German Chancellor Angela Merkel said on Sunday that she would seek to block Turkey’s accession to the European Union during a debate with her Social Democrats election rival Martin Schulz. Her comments marked an about-face on the position she had taken earlier in the debate when she said: “I do not intend to break off diplomatic relations with Turkey just because we’re in an election campaign and want to show each other who is tougher.” However when Schulz vowed to put an end to Turkey’s membership bid Merkel apparently changed her mind saying: “The fact is clear that Turkey should not become a member of the EU,” adding that she would work with her European partners to put a stop to the accession talks.
Tensions between the two NATO allies have been running high since Berlin criticised Ankara for cracking down on opponents after a failed coup attempt in the country last year. Relations deteriorated further when German authorities refused Turkish politicians permission to hold rallies in German cities in the run up to a referendum in Turkey which gave sweeping executive powers to President Recep Tayyip Erdogan. Twelve Germans, four of them with dual nationality, have been detained during the sweep of dissidents accused of having connections to Fethullah Gulen, the US-based former Imam whom Turkey accuses of plotting the coup.

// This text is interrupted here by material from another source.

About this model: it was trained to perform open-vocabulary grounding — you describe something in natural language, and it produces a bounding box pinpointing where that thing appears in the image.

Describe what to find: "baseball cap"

Although her CDU party has always been opposed to Turkey entering the EU, Merkel has been put in a difficult position by her need to uphold a deal struck with Ankara in which it agreed to stem the flow of migrants entering Europe in return for continued accession talks. There has been no response as of yet from Turkey to Merkel’s comments. Polls taken after the debate found that 55 percent of respondents thought the Chancellor outperformed Schulz who failed to distinguish his party’s policies from those of the CDU after four years in government together.